Loosely speaking, for a second order equation we have

\begin{equation*} y''(x) = f(x, y(x), y'(x)),\quad y(x_0) = y_0,\quad y(x_1) = y_1\, , \end{equation*}

and we solve the sequence of problems

\begin{equation*} y''(x) = f(x, y(x), y'(x)),\quad y(x_0) = y_0,\quad y'(x_0) = a \end{equation*}

until the function $F(a) = y(x_1; a) - y_1$ has a root.

We will test the method with the boundary value problem

\begin{equation*} y''(x) = \frac{3}{2} y^2,\quad w(0) = 4,\quad w(1) = 1\, . \end{equation*}

Following are the codes.

### Python

from __future__ import division, print_function
import numpy as np
import matplotlib.pyplot as plt
from scipy.optimize import newton
from scipy.integrate import odeint

def shooting(dydx, x, x0, xf, shoot=None):
if shoot is None:
shoot = np.random.uniform(-20, 20)
F = lambda s, x0, xf, x: odeint(dydx, [x0, s], x)[-1, 0] - xf
shoot = newton(F, shoot, args=(x0, xf, x))
y = odeint(dydx, [x0, shoot], x)
return y[:, 0], shoot

func = lambda y, t: [y[1], 1.5*y[0]**2]
x = np.linspace(0, 1, 1000)
y, shoot = shooting(func, x, 4, 1, shoot=-5)
plt.plot(x, y)
plt.xlabel(r"$x$")
plt.ylabel(r"$y$")
plt.show()


### Julia

using PyPlot, DifferentialEquations, Roots

function shooting(dydx, x, y0, yf; shoot=nothing)
if shoot == nothing
shoot = rand(-20:0.1:20)
end
function F(s)
prob = ODEProblem(dydx, [y0, s], (x[1], x[end]))
sol = solve(prob)
return sol(x[end])[1] - yf
end
shoot = fzero(F, shoot)
prob = ODEProblem(dydx, [y0, shoot], (x[1], x[end]))
sol = solve(prob, solveat=x)
return sol(x)[1, :], shoot
end

func(x, y) = [y[2], 1.5*y[1]^2]
x = linspace(0, 1, 1000)
y, shoot = shooting(func, x , 4.0, 1.0, shoot=-5.0)
plot(x, y)


In both cases the result is the following plot, and the slope is -7.9999999657800833.

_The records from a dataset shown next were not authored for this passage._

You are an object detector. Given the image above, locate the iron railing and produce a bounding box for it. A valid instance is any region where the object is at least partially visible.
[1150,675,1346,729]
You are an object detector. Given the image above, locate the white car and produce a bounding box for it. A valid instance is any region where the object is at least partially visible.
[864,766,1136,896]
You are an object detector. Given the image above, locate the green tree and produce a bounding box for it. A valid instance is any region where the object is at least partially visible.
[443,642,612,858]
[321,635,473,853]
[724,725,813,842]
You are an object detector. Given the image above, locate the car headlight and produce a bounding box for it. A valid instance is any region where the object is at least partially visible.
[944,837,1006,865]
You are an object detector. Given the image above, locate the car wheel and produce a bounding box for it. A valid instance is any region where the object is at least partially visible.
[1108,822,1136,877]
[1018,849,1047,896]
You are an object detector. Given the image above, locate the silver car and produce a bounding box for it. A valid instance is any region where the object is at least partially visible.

We should mention that the convergence of the method relies on the selection of initial guesses. For example, if we choose as initial parameter -50 in the previous problem, we obtain a completely differente solution.

y, shoot = shooting(func, x , 4.0, 1.0, shoot=-50.0)


And the obtained slope is -35.858547970130971.

### Comparison Python/Julia

Regarding number of lines we have: 20 in Python and 23 in Julia. The comparison in execution time is done with %timeit magic command in IPython and @benchmark in Julia.

For Python:

%timeit shooting(func, x, 4, 1, shoot=-5)


with result

100 loops, best of 3: 1.9 ms per loop


For Julia:

@benchmark shooting(func, x, 4.0, 1.0, shoot=-5.0)


with result

BenchmarkTools.Trial:
memory estimate:  4.18 MiB
allocs estimate:  78552
--------------
minimum time:     10.065 ms (0.00% GC)
median time:      10.593 ms (0.00% GC)
mean time:        11.769 ms (9.28% GC)
maximum time:     22.252 ms (48.58% GC)
--------------
samples:          425
evals/sample:     1


In this case, we can say that the Python code is roughly 5 times faster than Julia. Although, the codes are more different than in the other challenges. For example, I am not using newton in Julia.